We sat down at Progressive Grounds coffee house where Buck shared his stories about the long battle with the city to create and maintain affordable housing developments that are safe, clean and an integral part of the fabric of the Bernal community.
What brought you to Bernal Heights?
I moved here in ’76; I was part of the peace and civil rights movements. My cohort was largely labor and community organizers, so I got a job in the Public Defender’s office and moved to Bernal Heights. I moved here because it was so different from the neighborhoods I grew up in on the East Coast where there was a lot of segregation. I stayed here because of the diversity.
When I started in the public sector there were already troubles around housing development and speculators. Back then, under Mayor Moscone, developers could pretty much build anywhere they wanted.
Is that how you first got involved in community activism and fighting for affordable housing?
Together, my sister, some friends and I all got involved. We decided to set up the Bernal Heights Neighborhood Center (BNHC) as a community non-profit to help the neighborhood.
We got some money to do affordable housing and bought four lots on the East slope here. We built owner subsidized housing, albeit with limited capacity, in four beautiful units. In doing so, we slammed right into the NIMBY operative: Not In My Backyard.
Can you explain what NIMBY is?
People who support NIMBY oppose any change in development. They’re fiercely opposed to affordable housing. Why is that?

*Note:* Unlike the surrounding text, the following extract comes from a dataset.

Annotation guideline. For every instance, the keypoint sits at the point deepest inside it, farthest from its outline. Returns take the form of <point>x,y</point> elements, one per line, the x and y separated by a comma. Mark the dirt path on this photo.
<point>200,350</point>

Many different kinds of subsidized housing exist, and no matter whether it’s non-profit or for-profit, there’s a limit as to what the locals can pay. You can reduce the monthly cost of housing to what people can afford through offering subsidies. That’s why affordable housing is called subsidized housing.
NIMBY is what happens when people feel powerless. They try to exercise authority in their immediate area, very often to stop things. People in this country equate any kind of subsidized housing with public housing. They have an idea that the housing projects are going to be built near them and they carry racial stereotypes that scare them… like black drug dealers and so on.
Sometimes it’s true. What makes your work different?
A big difference is our members elect the board of the BHNC. Locals have control. So we built four units of housing. People who were opposed to it went nuts. Of course we won the fight and the subsidized housing was built and everything is fine. We learned a big lesson, too: if it’s this much trouble to build four units of housing, we should build bigger developments!